Saturday I went to lunch at Sant Ambroeus on Madison Avenue and 76th Street with Charlotte Ford and her granddaughter, also Charlotte, who was in from Detroit visiting her grandmother for the weekend. Sant Ambroeus is the de rigueur neighborhood brasserie, very Upper Sets, East Side version, including extensively tempting pastry cases (so that its chic clientele doesn’t leave empty handed). Big comfortable tables; great menu, beyond great bread. Very pleasant service.
You see the world there (this particular world and its allied interests, that is), and on a Saturday early afternoon in January where practically everyone stays in town for the weekend, it’s packed.
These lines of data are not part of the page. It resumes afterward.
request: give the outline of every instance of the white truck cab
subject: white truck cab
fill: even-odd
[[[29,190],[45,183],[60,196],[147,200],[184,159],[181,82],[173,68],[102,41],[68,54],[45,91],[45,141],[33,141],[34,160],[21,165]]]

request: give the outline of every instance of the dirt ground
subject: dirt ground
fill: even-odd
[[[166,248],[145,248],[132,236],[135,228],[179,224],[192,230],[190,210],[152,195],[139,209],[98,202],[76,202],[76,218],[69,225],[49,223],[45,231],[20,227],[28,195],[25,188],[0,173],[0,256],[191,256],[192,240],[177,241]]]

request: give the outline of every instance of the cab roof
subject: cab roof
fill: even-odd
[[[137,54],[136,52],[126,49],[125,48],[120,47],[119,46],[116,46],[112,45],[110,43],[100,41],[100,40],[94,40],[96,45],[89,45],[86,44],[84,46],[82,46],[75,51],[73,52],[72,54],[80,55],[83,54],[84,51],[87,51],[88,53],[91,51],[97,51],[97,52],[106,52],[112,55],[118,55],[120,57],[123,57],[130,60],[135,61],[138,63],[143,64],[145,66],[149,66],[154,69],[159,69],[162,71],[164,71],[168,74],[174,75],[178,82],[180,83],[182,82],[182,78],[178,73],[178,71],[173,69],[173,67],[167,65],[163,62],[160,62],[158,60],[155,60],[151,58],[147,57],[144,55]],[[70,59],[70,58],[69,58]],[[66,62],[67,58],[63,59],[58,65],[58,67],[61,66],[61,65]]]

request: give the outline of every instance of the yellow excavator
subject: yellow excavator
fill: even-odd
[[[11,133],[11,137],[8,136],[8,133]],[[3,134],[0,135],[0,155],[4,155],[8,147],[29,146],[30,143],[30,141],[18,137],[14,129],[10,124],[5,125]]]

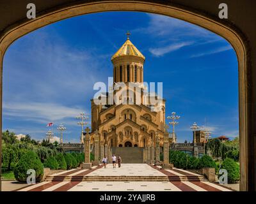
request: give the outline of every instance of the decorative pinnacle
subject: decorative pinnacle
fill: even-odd
[[[131,33],[129,31],[127,31],[127,32],[126,33],[126,35],[127,36],[127,40],[129,39],[130,34],[131,34]]]

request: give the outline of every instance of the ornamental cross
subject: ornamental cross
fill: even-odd
[[[86,132],[87,134],[89,133],[90,131],[90,129],[88,127],[87,127],[86,129],[85,129],[85,131]]]

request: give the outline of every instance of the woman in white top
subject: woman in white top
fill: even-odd
[[[104,156],[103,159],[102,159],[102,163],[104,164],[104,168],[106,168],[106,164],[108,162],[108,158],[106,156]]]

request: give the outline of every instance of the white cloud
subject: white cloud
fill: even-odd
[[[24,137],[26,137],[26,135],[23,134],[19,134],[19,135],[15,135],[15,136],[19,140],[20,140],[21,138],[24,138]]]
[[[168,46],[153,48],[150,48],[149,52],[154,55],[159,57],[164,54],[180,49],[181,48],[192,45],[193,42],[183,42],[180,43],[171,44]]]
[[[45,124],[49,121],[75,117],[78,113],[84,111],[81,108],[72,108],[58,103],[24,101],[4,103],[3,107],[4,115],[35,119]]]
[[[58,143],[60,143],[60,138],[58,138],[58,136],[53,136],[52,138],[50,138],[49,142],[51,143],[54,143],[54,142],[58,142]]]
[[[205,55],[212,55],[212,54],[222,52],[224,52],[224,51],[230,50],[232,50],[232,47],[231,45],[227,45],[227,46],[219,47],[219,48],[216,48],[215,50],[211,50],[211,51],[209,51],[209,52],[202,52],[202,53],[196,54],[195,54],[195,55],[192,55],[190,56],[190,57],[191,58],[194,58],[194,57],[202,57],[202,56],[205,56]]]

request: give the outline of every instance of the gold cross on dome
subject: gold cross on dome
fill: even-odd
[[[129,31],[127,31],[127,32],[126,33],[126,35],[127,36],[127,39],[129,39],[129,36],[130,34],[131,34],[131,33]]]
[[[85,131],[86,132],[86,133],[89,133],[90,129],[89,128],[89,127],[87,127],[86,129],[85,129]]]

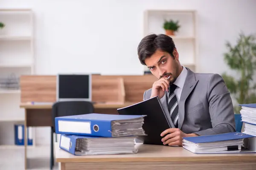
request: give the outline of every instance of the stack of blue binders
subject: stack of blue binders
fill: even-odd
[[[74,155],[136,153],[135,139],[146,135],[145,116],[93,113],[56,117],[60,148]]]

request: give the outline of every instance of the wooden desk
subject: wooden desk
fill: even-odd
[[[124,103],[106,102],[95,103],[93,106],[95,112],[97,113],[117,114],[118,108],[128,106],[134,103]],[[20,107],[25,109],[24,121],[24,147],[25,169],[27,167],[27,127],[38,126],[52,127],[52,104],[32,105],[27,103],[21,103]]]
[[[255,170],[256,153],[196,154],[182,147],[138,144],[134,154],[75,156],[55,144],[59,169]]]

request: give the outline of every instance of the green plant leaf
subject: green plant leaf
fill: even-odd
[[[238,85],[236,82],[234,77],[228,76],[226,73],[223,74],[222,76],[230,92],[231,93],[236,93]]]
[[[166,30],[170,30],[175,31],[177,31],[180,27],[180,26],[179,25],[178,20],[175,22],[172,20],[169,21],[165,20],[163,26],[164,29]]]
[[[256,84],[253,79],[256,70],[256,41],[255,35],[246,35],[241,32],[236,44],[229,42],[225,44],[227,52],[224,54],[224,61],[237,74],[232,77],[224,73],[222,77],[239,104],[256,103]],[[234,106],[234,109],[235,113],[239,113],[241,107]]]

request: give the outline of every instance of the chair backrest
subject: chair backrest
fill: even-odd
[[[235,122],[236,123],[236,131],[241,132],[243,122],[241,114],[235,114]]]
[[[78,115],[93,113],[93,103],[87,101],[64,101],[55,102],[52,107],[53,132],[55,132],[55,118],[66,116]]]

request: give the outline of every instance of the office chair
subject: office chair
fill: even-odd
[[[78,115],[93,113],[94,108],[93,103],[87,101],[65,101],[55,103],[52,107],[52,116],[53,126],[51,130],[50,169],[54,165],[53,156],[53,133],[55,131],[55,118],[66,116]],[[57,140],[56,140],[57,141]]]

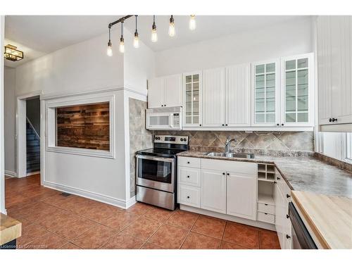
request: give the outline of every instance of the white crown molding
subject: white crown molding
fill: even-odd
[[[134,91],[130,88],[121,87],[105,87],[99,89],[95,89],[92,91],[85,91],[85,92],[77,92],[74,93],[50,93],[47,94],[43,94],[41,96],[42,100],[50,100],[50,99],[56,99],[59,98],[65,98],[65,97],[72,97],[72,96],[79,96],[82,95],[89,95],[89,94],[101,94],[105,92],[111,92],[115,91],[128,91],[136,94],[139,94],[143,96],[146,96],[146,94],[142,93],[140,92]]]

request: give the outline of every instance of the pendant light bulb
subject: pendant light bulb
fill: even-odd
[[[134,39],[133,39],[133,46],[136,49],[139,47],[139,38],[138,37],[138,32],[134,32]]]
[[[156,25],[155,25],[155,15],[153,15],[153,25],[151,26],[151,42],[158,41],[158,34],[156,33]]]
[[[108,42],[108,49],[106,50],[106,55],[108,55],[109,57],[111,57],[113,56],[113,47],[111,46],[111,42],[110,40]]]
[[[189,18],[189,23],[188,23],[188,27],[189,30],[195,30],[197,27],[197,23],[196,22],[196,15],[191,15],[191,18]]]
[[[120,46],[118,48],[120,52],[125,52],[125,39],[123,39],[123,20],[121,22],[121,37],[120,38]]]
[[[123,39],[122,37],[121,37],[120,38],[119,51],[122,54],[123,54],[125,52],[125,40]]]
[[[173,15],[171,15],[169,23],[169,36],[174,37],[175,34],[176,34],[176,31],[175,30],[175,20]]]
[[[133,39],[133,46],[136,49],[139,47],[139,38],[138,37],[138,31],[137,30],[137,17],[136,15],[136,31],[134,32],[134,39]]]

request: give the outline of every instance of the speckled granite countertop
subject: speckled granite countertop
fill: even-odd
[[[208,152],[184,151],[178,156],[273,163],[291,189],[352,198],[352,174],[314,157],[255,155],[254,158],[207,156]]]

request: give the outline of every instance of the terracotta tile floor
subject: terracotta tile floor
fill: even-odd
[[[40,186],[39,175],[5,181],[20,249],[279,249],[276,232],[137,203],[124,210]]]

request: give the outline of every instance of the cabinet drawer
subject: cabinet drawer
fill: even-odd
[[[275,215],[270,215],[270,213],[258,212],[258,220],[270,224],[275,224]]]
[[[275,206],[267,203],[258,203],[258,210],[262,213],[275,214]]]
[[[178,157],[179,166],[201,168],[201,159],[198,158]]]
[[[179,182],[181,184],[201,187],[201,170],[193,168],[179,167]]]
[[[179,185],[177,202],[186,206],[201,207],[201,191],[198,187]]]
[[[221,161],[210,158],[201,159],[201,168],[207,170],[222,170],[224,172],[231,172],[237,175],[251,175],[256,177],[257,164],[250,162],[235,161]]]

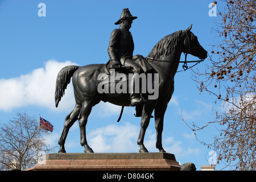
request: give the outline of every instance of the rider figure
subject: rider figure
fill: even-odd
[[[134,44],[129,29],[131,27],[133,20],[137,16],[131,15],[128,9],[123,9],[120,19],[115,24],[120,24],[119,28],[115,29],[111,34],[108,52],[110,59],[110,64],[117,70],[122,65],[131,67],[130,71],[133,73],[129,88],[135,88],[135,79],[143,72],[141,67],[133,61]],[[138,73],[138,74],[135,74]],[[135,89],[130,93],[131,106],[134,106],[143,103],[139,93],[135,93]]]

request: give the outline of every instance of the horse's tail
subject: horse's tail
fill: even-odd
[[[61,97],[65,94],[65,89],[69,84],[74,72],[80,68],[76,65],[67,66],[61,69],[56,80],[55,106],[57,107]]]

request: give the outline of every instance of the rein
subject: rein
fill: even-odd
[[[182,67],[183,68],[184,70],[181,70],[181,71],[177,71],[177,73],[182,72],[183,71],[185,71],[188,69],[191,69],[191,68],[193,68],[193,67],[195,67],[197,64],[199,64],[199,63],[200,63],[201,62],[203,62],[204,60],[202,60],[201,59],[201,60],[200,60],[187,61],[187,56],[188,53],[184,52],[184,54],[185,55],[185,60],[184,61],[179,61],[179,63],[184,63],[184,64],[182,65]],[[152,58],[152,57],[146,57],[146,58],[147,59],[151,59],[152,61],[160,61],[160,62],[168,62],[168,63],[170,62],[168,60],[160,60],[160,59],[155,59],[155,58]],[[193,65],[192,65],[192,66],[191,66],[190,67],[188,67],[188,65],[187,65],[188,63],[196,63],[195,64],[194,64]]]

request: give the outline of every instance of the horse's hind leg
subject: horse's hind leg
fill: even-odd
[[[59,139],[58,144],[60,145],[59,153],[65,153],[64,144],[66,140],[68,131],[73,124],[77,120],[78,116],[81,110],[81,105],[77,104],[75,106],[74,109],[65,118],[65,123],[62,131],[61,135]]]
[[[148,101],[143,106],[142,110],[142,116],[141,122],[141,130],[139,131],[139,138],[137,143],[140,147],[140,152],[148,152],[147,148],[144,146],[144,136],[145,136],[146,130],[148,126],[148,124],[151,116],[152,112],[155,107],[156,102],[154,100]]]
[[[159,150],[160,152],[166,152],[163,148],[162,144],[162,134],[163,129],[163,119],[167,105],[158,106],[155,109],[155,129],[156,130],[156,148]]]
[[[79,127],[80,128],[80,143],[85,148],[85,153],[93,153],[92,149],[87,144],[85,126],[89,115],[90,113],[93,106],[92,99],[82,102],[80,114],[79,116]]]

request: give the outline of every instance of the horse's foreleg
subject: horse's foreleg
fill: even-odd
[[[92,149],[87,144],[85,126],[87,119],[92,110],[93,104],[92,100],[83,102],[80,114],[79,117],[79,127],[80,128],[80,143],[85,148],[85,153],[93,153]]]
[[[66,140],[67,136],[69,131],[71,127],[74,124],[76,120],[77,120],[77,117],[80,113],[81,106],[79,105],[76,105],[74,109],[68,114],[65,118],[65,122],[63,127],[63,130],[62,131],[61,135],[58,141],[58,144],[60,145],[60,150],[59,150],[59,153],[65,153],[64,144]]]
[[[159,150],[160,152],[166,152],[163,148],[162,144],[162,134],[163,129],[163,119],[164,113],[166,109],[167,108],[167,105],[160,105],[157,106],[155,109],[155,129],[156,130],[156,148]]]
[[[147,148],[144,146],[144,136],[145,136],[146,130],[148,126],[148,124],[151,116],[152,112],[154,109],[154,104],[150,104],[148,101],[143,106],[142,110],[142,116],[141,122],[141,130],[139,131],[139,138],[138,138],[137,143],[140,147],[140,152],[148,152]],[[154,103],[153,103],[154,104]]]

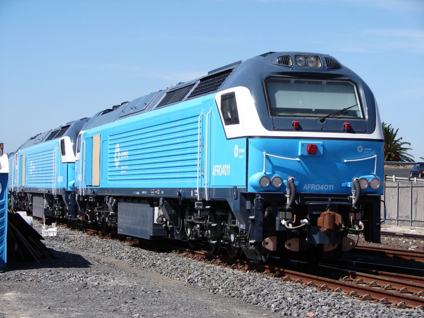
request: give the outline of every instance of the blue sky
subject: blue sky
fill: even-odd
[[[358,74],[424,157],[422,0],[0,0],[0,142],[285,51]]]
All ages, families, singles, friends, lovers, relations. Saturday Reinaldo Herrera was lunching with Lee Radziwill. At the table next to ours one of the women turned out to be from Detroit also and went to the same school as young Charlotte when she was growing up. Once JH and I met for a business lunch there and as we were taken to our table, Paul Simon, Mike Nichols and Steve Martin were just getting up from the (very same) table. A tri-fecta for fandom.
After lunch I went up to the Crawford Doyle bookstore on Madison between 81st and 82nd, and bought a copy of Zola’s Nana, went home and started reading it. Hooked.
Saturday night it was dinner at Chin Chin with my friend in from London. We ordered too much. And ate it. This can happen at Chin Chin where there are so many good choices. It was also packed.
Most of the mail we got last week was about the Diary about Hillary and her hair, and the one about fashion and the W cover. I did not know that the W cover was referring to the best selling trilogy and popular films, the Millennium Trilogy by Stieg Larsson, and that the tattoo across the model’s chest spelled out the last name of one of the main characters, Lisbeth Salander. I haven’t read them.
This of course explains to those of us who are out of it and didn’t know, the sado-maso fashion statement that the magazine’s cover makes; like it or lump it, DPC. To others it has its own chic and sophistication. It is a ultimately a statement of the condition of man’s relationship to his self. To me it spells distress. Our distress.
My friend from London brought up the Hillary item at dinner. She’s an old friend and knows me well. She thought it was hard on Hillary. “There are some things that are very sensitive subjects for women,” she counseled.
She thought it sounded like I didn’t “like” Hillary and was kind of letting her have it when it’s obvious by her photos that the woman has been working very hard. I was surprised at my friend’s reaction (although she wasn’t the only one who expressed that sentiment), because my own personal experiences being in Hillary Clinton's presence were very affecting. I am mainly in awe of her intelligence and ability to work hard; and to communicate. She’s one of the few people I’ve ever seen who can stand before a group of people and give a substantive half hour talk on a substantive subject without a note in front of her. I’ve witnessed that several times. I am in awe.
That said, I mentioned it because, like the matter of the W cover, fashion is the subject and the fashion of the woman is important. It is always important. The Secretary of State never came to her position because of her fashion and style. She has always been recognized for her rare intellectual qualities and capacities, as is appropriate. Nevertheless fashion commands and commends. Leaders, male or female are most effective when their appearance does both.
Coincidentally, ironically, my dinner date Saturday night, Joan Kingsley, is the wife of Philip Kingsley, the London-based hair “doctor” (trichologist) who invented the term “bad hair day” (and has as his clientele some of the most famous hair – male and female – in the world).